Soups, Uncategorized

Veggie stew with pulses


This is a stew / soup similar to a minestrone, but a little heartier, made with what veg. and pluses you have to hand. It’s good if you have time to make it early and let it stand so the flavours develop and then reheat it to serve.

I fried an onion then added some chopped garlic, large chillis, celery and about 150g of mushrooms and fried until beginning to brown the added a chopped carrot, and some sliced radishes and 4 chopped tomatoes, about half a cup of dried lentils, a couple of bay leaves, a couple of pinches of salt, and a few crushed pepper corns which I covered well with vegetable stock and cooked for about 10 mins.
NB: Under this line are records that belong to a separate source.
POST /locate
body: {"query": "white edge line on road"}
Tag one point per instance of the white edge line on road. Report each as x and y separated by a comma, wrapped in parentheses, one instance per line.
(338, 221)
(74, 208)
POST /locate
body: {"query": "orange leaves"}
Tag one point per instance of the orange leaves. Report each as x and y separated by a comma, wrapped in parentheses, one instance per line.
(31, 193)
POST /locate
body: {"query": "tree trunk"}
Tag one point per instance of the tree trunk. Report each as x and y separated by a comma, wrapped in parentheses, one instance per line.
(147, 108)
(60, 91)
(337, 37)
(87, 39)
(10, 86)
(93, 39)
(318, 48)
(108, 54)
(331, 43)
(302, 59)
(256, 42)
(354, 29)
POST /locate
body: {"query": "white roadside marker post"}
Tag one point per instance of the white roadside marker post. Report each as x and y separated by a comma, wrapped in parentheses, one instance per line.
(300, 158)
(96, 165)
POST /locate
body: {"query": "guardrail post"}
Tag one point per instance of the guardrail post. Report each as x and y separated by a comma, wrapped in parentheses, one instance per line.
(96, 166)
Then I added some quicker cooking veg. cauliflower and Thai kale (pak kana) and fresh herbs, coriander and dill and about 1/2 tsp dried chill powder (optional) and cooked for another 15 mins or so until the lentils were cooked. Finally, I added some cooked beans I had (you could just use more lentils). You can make it as thick as you want if you you prefer it to be a stew or add more stock for a hearty soup. If you want a really hearty stew then add a handful of pearl barley with the lentils or add dumplings to the stew. If you don’t add dumplings, then it’s good served with warm fresh bread.